Opera Atelier’s production ot The Magic Flute opens this weekend at the Elgin Theatre. Click picture for more info.

And so I continue to ramble about late Mozart, inspired by a happy convergence in Toronto musical scheduling of the three great works of his last year, namely his Requiem, La Clemenza di Tito and The Magic Flute (opening this weekend at the Elgin Theatre).  Going back to last summer, when I was consumed with Beethoven’s piano sonatas due to my fascination with Stewart Goodyear’s epic marathon (suddenly on my mind again because i’ve heard that he’s going to do it again in June, in New Jersey), I’ve sought to connect the musical dots, to seek ways whereby a series of events could be like a journey, however tenuous the metaphor.  This is easier with the big guys –Beethoven, Mozart, Wagner—than with the more obscure voices, the ‘itinerary’ a matter of serendipitous choice by the powers that be.  With the influential composers one doesn’t have to look hard to see connections, because minor composers’ work is like footnotes to the great ones.  Poulenc and Parsifal (playing on my PC right now) have a few things in common beside their first initial, even if the segue isn’t an obvious one.
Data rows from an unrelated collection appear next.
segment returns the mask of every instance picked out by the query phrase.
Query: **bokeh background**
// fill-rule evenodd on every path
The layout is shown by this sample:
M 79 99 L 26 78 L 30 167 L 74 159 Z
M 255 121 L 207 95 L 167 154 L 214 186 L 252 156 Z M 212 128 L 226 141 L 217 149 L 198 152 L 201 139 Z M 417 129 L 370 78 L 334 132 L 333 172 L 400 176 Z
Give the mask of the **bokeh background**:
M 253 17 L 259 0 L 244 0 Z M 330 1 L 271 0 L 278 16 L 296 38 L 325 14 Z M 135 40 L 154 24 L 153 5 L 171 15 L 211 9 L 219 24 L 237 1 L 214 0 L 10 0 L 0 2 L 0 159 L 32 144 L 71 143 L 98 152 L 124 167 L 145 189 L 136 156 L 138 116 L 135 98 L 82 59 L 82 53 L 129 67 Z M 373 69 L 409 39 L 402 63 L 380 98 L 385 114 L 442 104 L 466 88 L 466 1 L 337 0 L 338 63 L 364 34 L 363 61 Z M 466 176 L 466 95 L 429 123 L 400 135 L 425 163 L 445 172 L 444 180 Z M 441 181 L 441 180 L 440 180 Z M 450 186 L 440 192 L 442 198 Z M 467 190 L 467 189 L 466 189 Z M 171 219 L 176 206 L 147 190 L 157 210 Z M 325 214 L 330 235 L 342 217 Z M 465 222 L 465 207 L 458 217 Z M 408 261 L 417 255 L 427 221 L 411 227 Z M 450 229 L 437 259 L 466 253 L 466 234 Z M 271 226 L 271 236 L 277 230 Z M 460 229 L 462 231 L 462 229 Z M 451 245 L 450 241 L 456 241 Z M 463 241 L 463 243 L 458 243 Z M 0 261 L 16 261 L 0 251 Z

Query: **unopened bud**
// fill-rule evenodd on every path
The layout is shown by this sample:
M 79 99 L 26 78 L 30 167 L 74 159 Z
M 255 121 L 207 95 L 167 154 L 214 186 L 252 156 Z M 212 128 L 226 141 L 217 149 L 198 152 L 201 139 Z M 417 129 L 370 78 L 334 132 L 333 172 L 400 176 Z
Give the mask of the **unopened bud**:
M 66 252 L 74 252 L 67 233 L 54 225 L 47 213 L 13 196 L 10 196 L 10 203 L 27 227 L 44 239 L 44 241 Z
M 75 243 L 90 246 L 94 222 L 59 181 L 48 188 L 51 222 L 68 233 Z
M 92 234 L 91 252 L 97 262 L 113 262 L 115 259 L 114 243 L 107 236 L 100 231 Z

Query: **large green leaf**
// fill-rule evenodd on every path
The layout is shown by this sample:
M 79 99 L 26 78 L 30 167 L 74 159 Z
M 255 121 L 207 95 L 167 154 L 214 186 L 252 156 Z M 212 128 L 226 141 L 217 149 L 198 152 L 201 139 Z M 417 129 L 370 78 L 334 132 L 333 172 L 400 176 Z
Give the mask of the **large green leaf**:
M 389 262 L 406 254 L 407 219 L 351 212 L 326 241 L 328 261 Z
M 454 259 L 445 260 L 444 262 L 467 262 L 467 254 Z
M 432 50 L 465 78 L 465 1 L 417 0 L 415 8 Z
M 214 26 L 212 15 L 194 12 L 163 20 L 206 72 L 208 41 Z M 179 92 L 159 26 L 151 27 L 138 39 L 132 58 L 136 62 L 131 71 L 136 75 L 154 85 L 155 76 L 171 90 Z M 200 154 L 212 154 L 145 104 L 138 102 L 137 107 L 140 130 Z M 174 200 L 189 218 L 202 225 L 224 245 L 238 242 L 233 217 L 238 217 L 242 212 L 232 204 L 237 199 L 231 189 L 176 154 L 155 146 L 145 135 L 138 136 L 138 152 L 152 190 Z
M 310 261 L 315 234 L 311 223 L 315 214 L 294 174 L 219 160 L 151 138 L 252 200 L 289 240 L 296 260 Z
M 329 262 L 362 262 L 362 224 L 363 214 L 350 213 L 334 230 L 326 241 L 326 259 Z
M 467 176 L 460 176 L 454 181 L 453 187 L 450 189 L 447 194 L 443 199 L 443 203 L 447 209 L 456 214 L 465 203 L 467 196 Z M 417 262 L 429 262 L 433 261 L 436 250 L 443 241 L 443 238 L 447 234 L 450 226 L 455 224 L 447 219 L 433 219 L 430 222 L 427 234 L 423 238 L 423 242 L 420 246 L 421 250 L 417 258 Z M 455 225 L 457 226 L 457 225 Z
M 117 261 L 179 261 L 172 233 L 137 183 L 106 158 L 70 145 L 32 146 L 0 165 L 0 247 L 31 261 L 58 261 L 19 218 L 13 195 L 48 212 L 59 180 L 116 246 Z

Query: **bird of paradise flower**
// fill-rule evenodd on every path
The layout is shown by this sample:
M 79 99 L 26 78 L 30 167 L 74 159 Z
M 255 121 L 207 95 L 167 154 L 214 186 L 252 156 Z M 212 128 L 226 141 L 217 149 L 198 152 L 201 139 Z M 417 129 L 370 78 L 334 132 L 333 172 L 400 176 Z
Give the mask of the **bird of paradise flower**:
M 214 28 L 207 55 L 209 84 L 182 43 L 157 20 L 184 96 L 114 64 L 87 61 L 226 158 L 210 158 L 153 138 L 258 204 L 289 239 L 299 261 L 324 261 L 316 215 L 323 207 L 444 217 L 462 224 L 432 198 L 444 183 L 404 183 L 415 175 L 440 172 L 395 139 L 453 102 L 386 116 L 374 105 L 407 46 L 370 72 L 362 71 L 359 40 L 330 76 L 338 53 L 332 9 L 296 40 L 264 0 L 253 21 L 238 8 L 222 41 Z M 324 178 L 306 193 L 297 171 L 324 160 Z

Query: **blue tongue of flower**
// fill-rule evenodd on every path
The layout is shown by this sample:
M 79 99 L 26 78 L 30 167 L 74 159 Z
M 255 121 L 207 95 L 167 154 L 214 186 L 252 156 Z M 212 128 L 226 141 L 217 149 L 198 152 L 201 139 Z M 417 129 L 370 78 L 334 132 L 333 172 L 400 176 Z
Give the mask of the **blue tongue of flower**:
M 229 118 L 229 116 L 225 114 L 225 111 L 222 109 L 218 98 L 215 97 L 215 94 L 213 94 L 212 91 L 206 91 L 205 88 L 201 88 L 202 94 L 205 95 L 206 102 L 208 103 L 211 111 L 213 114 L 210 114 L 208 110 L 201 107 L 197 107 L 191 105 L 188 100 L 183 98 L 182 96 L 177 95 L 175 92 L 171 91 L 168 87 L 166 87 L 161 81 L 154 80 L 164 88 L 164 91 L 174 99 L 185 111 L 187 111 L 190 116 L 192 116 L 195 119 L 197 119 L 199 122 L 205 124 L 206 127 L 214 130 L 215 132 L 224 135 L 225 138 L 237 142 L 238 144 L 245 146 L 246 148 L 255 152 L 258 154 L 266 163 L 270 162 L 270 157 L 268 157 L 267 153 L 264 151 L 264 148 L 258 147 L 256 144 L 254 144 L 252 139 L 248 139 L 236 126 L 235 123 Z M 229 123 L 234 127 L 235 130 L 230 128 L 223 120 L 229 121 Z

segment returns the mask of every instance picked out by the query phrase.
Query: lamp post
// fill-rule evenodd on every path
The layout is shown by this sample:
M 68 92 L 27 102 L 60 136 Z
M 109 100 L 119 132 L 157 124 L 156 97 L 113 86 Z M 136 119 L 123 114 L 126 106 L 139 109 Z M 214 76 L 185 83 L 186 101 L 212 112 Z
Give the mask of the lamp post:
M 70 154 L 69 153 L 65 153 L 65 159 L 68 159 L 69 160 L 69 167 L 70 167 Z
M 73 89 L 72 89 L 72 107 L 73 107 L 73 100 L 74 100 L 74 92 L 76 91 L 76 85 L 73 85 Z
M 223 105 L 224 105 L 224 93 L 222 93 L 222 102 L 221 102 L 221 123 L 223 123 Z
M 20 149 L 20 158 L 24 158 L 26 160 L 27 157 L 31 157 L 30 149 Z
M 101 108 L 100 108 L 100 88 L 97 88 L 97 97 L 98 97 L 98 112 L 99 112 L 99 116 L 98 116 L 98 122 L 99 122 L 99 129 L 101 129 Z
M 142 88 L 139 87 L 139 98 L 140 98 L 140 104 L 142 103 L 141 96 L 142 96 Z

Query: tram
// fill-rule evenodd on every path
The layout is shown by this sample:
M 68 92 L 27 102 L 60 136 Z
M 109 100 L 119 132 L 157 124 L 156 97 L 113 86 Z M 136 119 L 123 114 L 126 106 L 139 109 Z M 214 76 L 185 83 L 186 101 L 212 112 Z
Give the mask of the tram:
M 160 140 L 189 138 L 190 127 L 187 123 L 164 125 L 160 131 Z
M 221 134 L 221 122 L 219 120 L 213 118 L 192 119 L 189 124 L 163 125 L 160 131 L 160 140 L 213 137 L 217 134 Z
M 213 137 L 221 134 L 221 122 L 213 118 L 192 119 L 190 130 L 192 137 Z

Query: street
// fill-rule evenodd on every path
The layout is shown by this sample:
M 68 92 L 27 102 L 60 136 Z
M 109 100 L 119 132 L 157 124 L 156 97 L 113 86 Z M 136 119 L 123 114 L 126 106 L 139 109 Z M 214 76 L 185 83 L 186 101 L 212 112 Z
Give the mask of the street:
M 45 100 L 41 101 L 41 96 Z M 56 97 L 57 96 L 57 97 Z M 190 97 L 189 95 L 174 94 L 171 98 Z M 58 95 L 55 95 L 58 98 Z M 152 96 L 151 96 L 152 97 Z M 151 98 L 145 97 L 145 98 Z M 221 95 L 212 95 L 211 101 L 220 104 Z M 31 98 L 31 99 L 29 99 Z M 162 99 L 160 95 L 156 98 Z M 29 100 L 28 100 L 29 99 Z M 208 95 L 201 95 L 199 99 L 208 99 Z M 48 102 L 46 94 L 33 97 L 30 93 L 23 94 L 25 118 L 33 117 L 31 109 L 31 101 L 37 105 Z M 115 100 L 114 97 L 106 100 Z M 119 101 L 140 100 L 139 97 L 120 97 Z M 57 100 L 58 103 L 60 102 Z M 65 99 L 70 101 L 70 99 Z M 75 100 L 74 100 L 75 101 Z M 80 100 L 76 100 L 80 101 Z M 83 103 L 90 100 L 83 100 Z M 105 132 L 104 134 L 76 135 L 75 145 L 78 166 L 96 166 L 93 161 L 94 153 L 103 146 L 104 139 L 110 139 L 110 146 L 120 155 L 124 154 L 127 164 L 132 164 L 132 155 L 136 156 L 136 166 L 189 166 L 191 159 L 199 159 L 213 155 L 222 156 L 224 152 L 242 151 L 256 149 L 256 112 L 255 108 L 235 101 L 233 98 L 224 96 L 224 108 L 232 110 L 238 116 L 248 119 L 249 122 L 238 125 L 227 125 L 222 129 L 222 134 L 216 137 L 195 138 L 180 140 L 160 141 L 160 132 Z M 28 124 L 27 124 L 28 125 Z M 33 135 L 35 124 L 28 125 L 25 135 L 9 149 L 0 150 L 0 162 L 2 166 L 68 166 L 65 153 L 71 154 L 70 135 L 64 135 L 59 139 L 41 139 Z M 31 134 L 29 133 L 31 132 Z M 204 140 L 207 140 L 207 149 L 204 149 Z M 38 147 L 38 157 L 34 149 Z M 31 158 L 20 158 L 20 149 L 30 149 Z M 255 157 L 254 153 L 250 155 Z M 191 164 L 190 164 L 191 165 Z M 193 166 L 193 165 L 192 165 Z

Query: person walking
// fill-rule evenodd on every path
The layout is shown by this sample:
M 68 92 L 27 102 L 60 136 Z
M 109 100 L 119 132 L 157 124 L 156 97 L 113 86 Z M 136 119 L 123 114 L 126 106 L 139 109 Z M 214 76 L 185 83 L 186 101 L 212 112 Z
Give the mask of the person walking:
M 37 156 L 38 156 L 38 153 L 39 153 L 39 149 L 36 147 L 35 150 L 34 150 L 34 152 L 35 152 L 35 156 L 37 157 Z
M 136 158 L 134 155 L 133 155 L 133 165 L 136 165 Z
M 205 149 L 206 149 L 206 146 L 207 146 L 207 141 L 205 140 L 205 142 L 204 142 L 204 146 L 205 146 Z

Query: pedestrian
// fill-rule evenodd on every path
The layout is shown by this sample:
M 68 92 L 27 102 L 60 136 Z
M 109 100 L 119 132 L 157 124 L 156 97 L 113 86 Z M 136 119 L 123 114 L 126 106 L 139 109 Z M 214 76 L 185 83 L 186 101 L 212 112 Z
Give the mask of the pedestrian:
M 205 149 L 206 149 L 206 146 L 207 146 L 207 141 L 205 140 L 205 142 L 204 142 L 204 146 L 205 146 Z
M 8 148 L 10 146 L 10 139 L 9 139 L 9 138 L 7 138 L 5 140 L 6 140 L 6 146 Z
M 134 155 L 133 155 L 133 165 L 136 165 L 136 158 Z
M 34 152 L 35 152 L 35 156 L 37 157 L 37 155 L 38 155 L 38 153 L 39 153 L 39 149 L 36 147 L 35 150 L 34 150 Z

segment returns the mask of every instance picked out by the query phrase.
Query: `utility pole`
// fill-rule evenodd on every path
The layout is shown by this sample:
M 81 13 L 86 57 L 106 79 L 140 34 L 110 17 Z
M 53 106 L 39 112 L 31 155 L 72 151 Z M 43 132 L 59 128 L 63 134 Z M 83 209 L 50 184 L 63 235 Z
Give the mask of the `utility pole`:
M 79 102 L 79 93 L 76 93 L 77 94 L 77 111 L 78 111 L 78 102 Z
The first part concerned “the Good”.  At times in Magic Flute the whole story seems to slam on the brakes, stopping to illustrate something about the nature of good, the nature of life.  And Clemenza di Tito is one big moral lesson, seeking to reassure us that we can trust the absolute monarch (at least a good one like Titus).  Questions of morality and its signification seemed to be central to both of the operas.

I want to add some caveats: the fine print, if you will, in the legal document.  Not all is sweetness and light, but you knew that.  A moral lesson would be dull indeed without some transgression.  Clemenza di Tito? Never mind those splendid examples of good behaviour.  The pair of colourful characters who make the story happen colour outside the lines, namely Vitellia and Sesto.

The most interesting characters in Magic Flute?  Not Prince Tamino nor Princess Pamina.  Not Sarastro, the wise priest overseeing the temple of wisdom.  Speaking of wisdom, Mozart & Schikaneder realized that such solemnity needs the fun of someone breaking the rules, which is why the librettist created such a fun role for himself: Papageno.

And so we come to the first caveat.  If you’re one of the chosen you will likely find happiness.  Tamino and Pamina are of a special class.  Papageno? He’s not up to the challenge, so he can’t make it to the very pinnacle of enlightenment; but a simpler and earthier happiness (less about silence and denial, and more about indulging in the pleasures of life) is available to him.

And then there are two other characters, on the outside looking in.  Indeed, that’s precisely how we see them in their last entrance near the end of the opera, as outsiders trying to gain access to a place reserved only for the initiated.  These two are the sticking point, the deal-breakers you can’t introduce to your in-laws (as much as you love the Prince & Princess) who would embarrass you.  Or maybe they’d lure you away from seminary and get you to run away to join the circus.  

For both of these operas, the good can’t be understood without the transgressors.  Tito needs Vitellia and Sesto, just as Sarastro only comes into focus with the help of the Queen of the Night and Monostatos.  If these characters are bad (and i am not about to say that they are), it’s a fun & flamboyant badness that makes for the most exquisite moments in each opera.

There’s an additional caveat or two, particularly when we imagine Magic Flute for a modern audience.  I spoke of a kind of modern censorship, thinking of how Diane Paulus’s version at the COC a few years ago dodged the political objections in the text as written.  Sarastro & his brethren valorize a kind of wisdom that they associate with manhood, while being so outspoken against women as to seem decidedly misogynistic.  And then there’s Monostatos, whose race is presented as though his colour were somehow a moral issue.

It’s curious that an opera so concerned with being virtuous should be so transgressive according to our modern understanding of good.  In the fourth dimension (time) morality is so relative as to be called into question. Do we know what good is? Perhaps we get some idea, in staring at all these options.